Traces Not Appearing In Single Trace Tree When Using AsyncPipeline Of Haystack

by ADMIN 79 views

===========================================================

Introduction


Haystack is a popular open-source library for building conversational AI applications. It provides a flexible and modular architecture for integrating various components, such as language models, data storage, and user interfaces. However, when using the AsyncPipeline class with LangSmith's @traceable decorator, the trace tree is incomplete. Components within the AsyncPipeline don't appear as child traces under the parent trace.

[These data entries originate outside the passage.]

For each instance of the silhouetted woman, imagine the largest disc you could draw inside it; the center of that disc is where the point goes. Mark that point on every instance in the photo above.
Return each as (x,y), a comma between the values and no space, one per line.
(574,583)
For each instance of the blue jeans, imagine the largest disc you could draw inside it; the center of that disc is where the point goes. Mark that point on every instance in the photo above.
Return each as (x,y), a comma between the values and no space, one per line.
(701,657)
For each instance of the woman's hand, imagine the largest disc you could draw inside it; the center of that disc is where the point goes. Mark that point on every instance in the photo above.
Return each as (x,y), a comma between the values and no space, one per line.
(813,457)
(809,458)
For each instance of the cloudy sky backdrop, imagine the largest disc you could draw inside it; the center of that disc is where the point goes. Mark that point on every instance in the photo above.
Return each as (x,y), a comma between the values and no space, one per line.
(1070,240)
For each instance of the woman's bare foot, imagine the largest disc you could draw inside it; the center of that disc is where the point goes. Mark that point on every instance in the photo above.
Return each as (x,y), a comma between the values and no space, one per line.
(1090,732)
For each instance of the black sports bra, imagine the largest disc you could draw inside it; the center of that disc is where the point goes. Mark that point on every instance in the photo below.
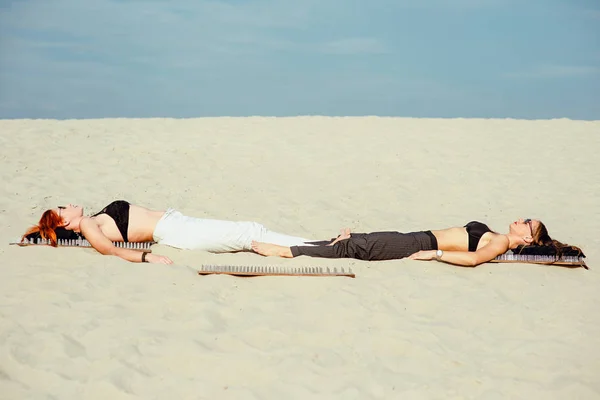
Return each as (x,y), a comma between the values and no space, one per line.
(119,211)
(476,230)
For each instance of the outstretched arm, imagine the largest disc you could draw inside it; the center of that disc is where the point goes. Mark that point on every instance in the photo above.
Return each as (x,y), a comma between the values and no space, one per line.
(93,234)
(498,245)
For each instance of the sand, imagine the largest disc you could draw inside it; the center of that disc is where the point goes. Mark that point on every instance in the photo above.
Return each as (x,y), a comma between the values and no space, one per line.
(78,325)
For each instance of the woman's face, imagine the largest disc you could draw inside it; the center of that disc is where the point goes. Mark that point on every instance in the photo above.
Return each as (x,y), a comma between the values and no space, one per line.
(524,227)
(69,212)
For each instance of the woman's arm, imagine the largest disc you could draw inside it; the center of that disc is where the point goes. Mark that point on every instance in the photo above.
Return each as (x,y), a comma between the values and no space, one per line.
(497,245)
(90,229)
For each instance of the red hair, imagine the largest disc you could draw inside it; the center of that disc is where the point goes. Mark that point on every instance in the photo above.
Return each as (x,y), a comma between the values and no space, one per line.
(46,227)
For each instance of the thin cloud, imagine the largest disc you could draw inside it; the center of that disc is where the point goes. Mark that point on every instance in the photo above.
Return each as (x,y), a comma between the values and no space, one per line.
(556,71)
(354,46)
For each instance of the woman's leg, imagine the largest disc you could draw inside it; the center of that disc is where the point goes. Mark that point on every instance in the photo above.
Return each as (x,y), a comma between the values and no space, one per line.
(372,246)
(217,236)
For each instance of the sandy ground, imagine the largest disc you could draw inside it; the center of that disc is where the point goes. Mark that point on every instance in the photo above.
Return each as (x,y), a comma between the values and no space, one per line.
(78,325)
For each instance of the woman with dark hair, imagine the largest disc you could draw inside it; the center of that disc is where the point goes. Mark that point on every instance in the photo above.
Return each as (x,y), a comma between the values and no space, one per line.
(121,221)
(469,245)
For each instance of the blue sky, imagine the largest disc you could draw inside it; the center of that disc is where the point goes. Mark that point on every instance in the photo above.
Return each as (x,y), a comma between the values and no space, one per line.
(192,58)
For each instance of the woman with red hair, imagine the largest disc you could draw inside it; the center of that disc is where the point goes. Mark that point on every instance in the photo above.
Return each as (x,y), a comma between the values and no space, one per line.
(121,221)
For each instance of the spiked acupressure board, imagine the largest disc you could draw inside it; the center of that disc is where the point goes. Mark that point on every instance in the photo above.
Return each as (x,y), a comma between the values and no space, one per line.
(272,270)
(142,246)
(510,257)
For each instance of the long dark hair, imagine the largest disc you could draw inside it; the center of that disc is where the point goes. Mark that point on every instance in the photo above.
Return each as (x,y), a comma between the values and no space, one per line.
(541,237)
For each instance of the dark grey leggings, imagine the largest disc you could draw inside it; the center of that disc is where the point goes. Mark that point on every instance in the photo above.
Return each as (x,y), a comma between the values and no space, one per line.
(372,246)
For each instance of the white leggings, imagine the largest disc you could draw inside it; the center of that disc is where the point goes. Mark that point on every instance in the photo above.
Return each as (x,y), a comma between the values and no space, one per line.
(177,230)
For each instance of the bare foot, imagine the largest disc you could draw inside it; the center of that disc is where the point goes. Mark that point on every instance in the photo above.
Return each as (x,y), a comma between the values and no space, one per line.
(268,249)
(344,234)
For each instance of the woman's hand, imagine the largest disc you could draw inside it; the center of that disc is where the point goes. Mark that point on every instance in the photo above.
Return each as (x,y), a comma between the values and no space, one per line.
(158,259)
(423,255)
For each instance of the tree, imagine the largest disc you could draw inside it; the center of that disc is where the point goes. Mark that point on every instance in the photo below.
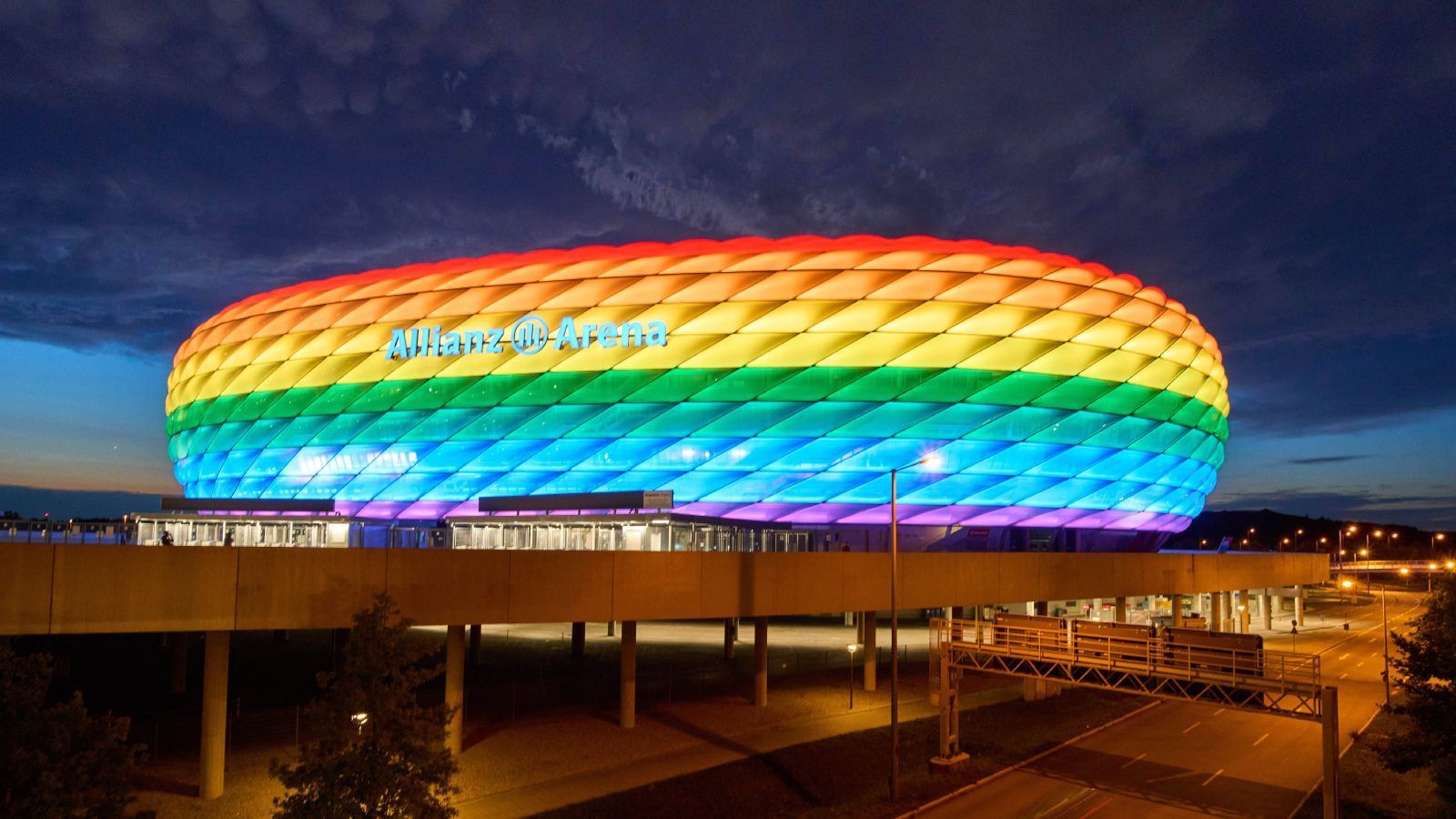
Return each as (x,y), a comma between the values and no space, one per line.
(1427,683)
(379,753)
(57,760)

This issue doesn't occur when using the synchronous Pipeline class.

Expected Behavior


Traces from all components in an AsyncPipeline should appear as children of the parent trace, creating a complete trace tree - identical to how the synchronous Pipeline works.

Actual Behavior


When using AsyncPipeline, The parent trace appears in LangSmith but underlying trace is empty. Individual component traces appear as separate, disconnected traces. The hierarchy/relationship between traces is lost.

To Reproduce


The issue can be reproduced by running the following code:

import logging
import os
from abc import abstractmethod
from typing import Any, Callable, List

from dotenv import load_dotenv
from haystack import AsyncPipeline, Pipeline, component
from haystack.components.generators.chat import OpenAIChatGenerator
from haystack.dataclasses import ChatMessage
from langsmith import get_current_run_tree, traceable

logging.basicConfig(format="%(levelname)s - %(name)s -  %(message)s", level=logging.WARNING)
logging.getLogger("haystack").setLevel(logging.INFO)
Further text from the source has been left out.